He said one time after they all got back from a lunch break, there was one munchkin missing.
Evidently, he'd gotten a little too drunk during his lunch break.
And when they finally found him, he had fallen into the toilet.
So his head and legs were sticking out and he was stuck.
He had to be forcibly removed and dried off and sent back.
That's the thing, is that think about this opportunity for these little people.
like they don't get to do this every month the way that the contract players did.
This was a crazy, you know, wild experience for them.
And also, by the way, you know the contract players and the other actors and crew members on set were also drunk a lot of the time.
And a lot of them just knew how to handle it.
Right.
Versus the little people who came in and, you know, they were there to party, like to a certain degree.
And I can't 100% blame them on that.
Yeah.
It's just a recipe for.
trauma for some of the younger actors.
The six-year-olds who were like getting gin sweat on them trying to dance around with
adult munchkins.
Very strange combination.
A less fun story about the munchkins comes from the book Judy Garland's ex-husband Sidney
Left wrote after she had died.
In it he claimed that some of them would frequently reach up Garland's dress and basically
made her life in Munchkin land a living hell.

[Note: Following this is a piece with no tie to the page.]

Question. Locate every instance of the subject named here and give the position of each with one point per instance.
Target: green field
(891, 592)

She was not alive to confirm or deny this, so I'm more hesitant
attempt to put that in, but worth noting. So with that in mind, let's let that lead us into a whole
section about the rest of the onset horrors during the Wizard of Oz. Here's a brief list of
everything else that went wrong during the filming. So you actually mentioned this earlier,
but that scene where they're laying in the poppy field and you see the snow fall on them?
Yes. Can you guess what the snow was made out of?
Asbestos. Yes, it was. That was my first guess. Even when I was re-watching it, I was just like,
Oh, it's asbestos.
It has to be.
It was pure asbestos.
It looks great.
There's a reason they used it.
It's terrible.
So that's step one.
Just a little bit of fiberglass in everybody's lungs there.
Next up, the cowardly lion's lion suit?
Yes.
It was made from actual lion's skin and fur.
What?
Why?
Well, they didn't have synthetic fur back then, I guess.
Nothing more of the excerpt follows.